The Eth2 Bounty Program
Under the Ethereum Bounty Program, bounties will be presented for bugs identified in the protocol and clients. Hackers who point out these vulnerabilities will have a place at the program’s leaderboard.
At the time of writing, no vulnerabilities had been submitted.
It is imperative that Eth2 works as designed without technical glitches either during launch or a few weeks into Phase 0.
If a fault is identified, it could damage not only the reputation of the leading smart contracting platform but also calls into question the need of transiting to a new consensus algorithm when Eth1 scaling solutions haven’t been exhaustively explored.

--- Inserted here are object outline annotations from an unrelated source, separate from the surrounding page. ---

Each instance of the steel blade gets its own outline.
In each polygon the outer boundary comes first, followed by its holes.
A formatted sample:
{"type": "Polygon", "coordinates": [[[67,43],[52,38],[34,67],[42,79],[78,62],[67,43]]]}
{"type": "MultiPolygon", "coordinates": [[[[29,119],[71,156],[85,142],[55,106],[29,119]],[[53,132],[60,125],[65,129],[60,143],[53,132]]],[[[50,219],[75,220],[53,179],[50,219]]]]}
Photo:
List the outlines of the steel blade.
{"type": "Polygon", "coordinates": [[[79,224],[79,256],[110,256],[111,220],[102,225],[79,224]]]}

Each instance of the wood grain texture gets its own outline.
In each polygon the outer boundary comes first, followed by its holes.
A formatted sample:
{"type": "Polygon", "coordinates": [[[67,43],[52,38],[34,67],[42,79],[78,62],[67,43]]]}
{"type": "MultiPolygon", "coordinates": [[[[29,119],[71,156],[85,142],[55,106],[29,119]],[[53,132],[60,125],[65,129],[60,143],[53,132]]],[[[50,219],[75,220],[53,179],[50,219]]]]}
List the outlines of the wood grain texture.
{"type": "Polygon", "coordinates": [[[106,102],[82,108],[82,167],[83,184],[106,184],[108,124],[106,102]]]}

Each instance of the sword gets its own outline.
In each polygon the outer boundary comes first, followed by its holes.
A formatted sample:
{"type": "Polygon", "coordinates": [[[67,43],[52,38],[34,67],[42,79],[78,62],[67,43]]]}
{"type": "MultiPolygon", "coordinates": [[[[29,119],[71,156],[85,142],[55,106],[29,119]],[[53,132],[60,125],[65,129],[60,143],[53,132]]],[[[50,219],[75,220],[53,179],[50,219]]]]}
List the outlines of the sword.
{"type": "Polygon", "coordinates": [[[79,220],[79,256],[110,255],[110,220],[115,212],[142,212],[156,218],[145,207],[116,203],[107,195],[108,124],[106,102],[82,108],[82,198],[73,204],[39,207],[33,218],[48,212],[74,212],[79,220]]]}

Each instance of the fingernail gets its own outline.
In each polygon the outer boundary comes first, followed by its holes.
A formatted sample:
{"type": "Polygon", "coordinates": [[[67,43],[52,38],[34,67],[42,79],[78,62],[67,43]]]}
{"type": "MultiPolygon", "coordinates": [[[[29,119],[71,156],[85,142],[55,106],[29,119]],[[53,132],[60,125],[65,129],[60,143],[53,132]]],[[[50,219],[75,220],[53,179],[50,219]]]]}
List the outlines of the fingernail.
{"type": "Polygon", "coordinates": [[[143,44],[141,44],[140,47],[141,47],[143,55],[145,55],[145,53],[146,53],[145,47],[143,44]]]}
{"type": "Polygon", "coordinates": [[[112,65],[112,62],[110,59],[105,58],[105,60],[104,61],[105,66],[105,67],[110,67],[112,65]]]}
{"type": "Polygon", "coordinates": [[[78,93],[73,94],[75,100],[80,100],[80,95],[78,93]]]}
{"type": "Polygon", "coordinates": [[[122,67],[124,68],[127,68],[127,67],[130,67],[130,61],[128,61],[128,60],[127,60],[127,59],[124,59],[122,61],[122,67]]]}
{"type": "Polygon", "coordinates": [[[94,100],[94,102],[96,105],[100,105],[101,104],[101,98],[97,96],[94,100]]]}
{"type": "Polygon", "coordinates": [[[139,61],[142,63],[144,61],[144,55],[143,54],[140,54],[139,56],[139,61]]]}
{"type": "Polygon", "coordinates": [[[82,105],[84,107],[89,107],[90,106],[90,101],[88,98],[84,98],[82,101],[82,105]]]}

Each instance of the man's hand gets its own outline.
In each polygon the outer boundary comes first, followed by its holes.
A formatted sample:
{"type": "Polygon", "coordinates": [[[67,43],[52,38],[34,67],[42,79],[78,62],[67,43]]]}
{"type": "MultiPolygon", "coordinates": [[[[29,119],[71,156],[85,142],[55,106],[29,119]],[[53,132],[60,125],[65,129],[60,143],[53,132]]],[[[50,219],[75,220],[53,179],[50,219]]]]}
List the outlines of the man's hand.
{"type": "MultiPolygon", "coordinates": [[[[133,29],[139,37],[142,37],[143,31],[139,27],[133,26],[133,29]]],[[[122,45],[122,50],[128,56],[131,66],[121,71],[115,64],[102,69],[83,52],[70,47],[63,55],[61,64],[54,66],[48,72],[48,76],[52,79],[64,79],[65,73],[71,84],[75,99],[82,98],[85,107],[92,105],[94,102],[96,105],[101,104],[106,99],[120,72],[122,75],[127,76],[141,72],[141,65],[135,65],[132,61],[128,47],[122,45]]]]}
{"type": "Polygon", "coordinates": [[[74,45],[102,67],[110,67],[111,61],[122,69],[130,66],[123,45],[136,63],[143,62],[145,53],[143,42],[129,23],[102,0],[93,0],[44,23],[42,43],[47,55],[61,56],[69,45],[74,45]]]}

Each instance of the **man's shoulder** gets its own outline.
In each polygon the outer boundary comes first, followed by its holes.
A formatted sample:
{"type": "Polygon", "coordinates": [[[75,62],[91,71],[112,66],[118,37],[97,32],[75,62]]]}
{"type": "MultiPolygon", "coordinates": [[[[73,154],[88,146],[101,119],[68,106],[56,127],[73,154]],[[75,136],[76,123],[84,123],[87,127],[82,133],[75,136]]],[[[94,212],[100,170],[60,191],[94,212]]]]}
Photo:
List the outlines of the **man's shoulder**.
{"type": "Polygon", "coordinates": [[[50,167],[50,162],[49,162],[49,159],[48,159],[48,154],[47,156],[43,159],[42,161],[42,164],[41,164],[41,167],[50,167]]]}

Client Problems during TestNets
During the test phase, Prysm Eth2 clients had a time sync error causing postponement and the launch of the Spadina test network.
Even this faced on-boarding problems despite being described as a “dress rehearsal.” Zinken was the final hoop that ironed-out issues in Medalla and Spadina.
It paved the way for Ethereum developers to announce the official deposit contract address and the tentative launch date of the Beacon Chain mainnet.
The Migration from Eth1
Notably, the announcement is roughly two weeks before Ethereum begins its transition, migrating from a Proof-of-Work to a Proof-of-Stake consensus algorithm. In this mode, validators will replace miners once the Proof-of-Work machine is powered off at a tentative time in 2021 during Phase 1.5.
In the meantime, the Ethereum community is looking forward to a possible activation on Dec 1, 2020. However, this is subject to certain conditions being met. One of them is that there should be at least 524,288 ETH in the official Eth2 staking contract translating to 16,384 validators.
To qualify as a validator, one must stake 32 ETH. The goal is to ensure maximum decentralization. An important facet in the blockchain is complete decentralization that in turn brings in resilience. Also, regulators wouldn’t have a problem with classifying the project’s native currency as a utility.
Presently, 95,168 ETH has been staked according to Etherscan.
Earlier on, BTCManager reported a consensus bug fix in Eth1 that briefly caused a network split affecting miners and nodes using old versions of the Geth client.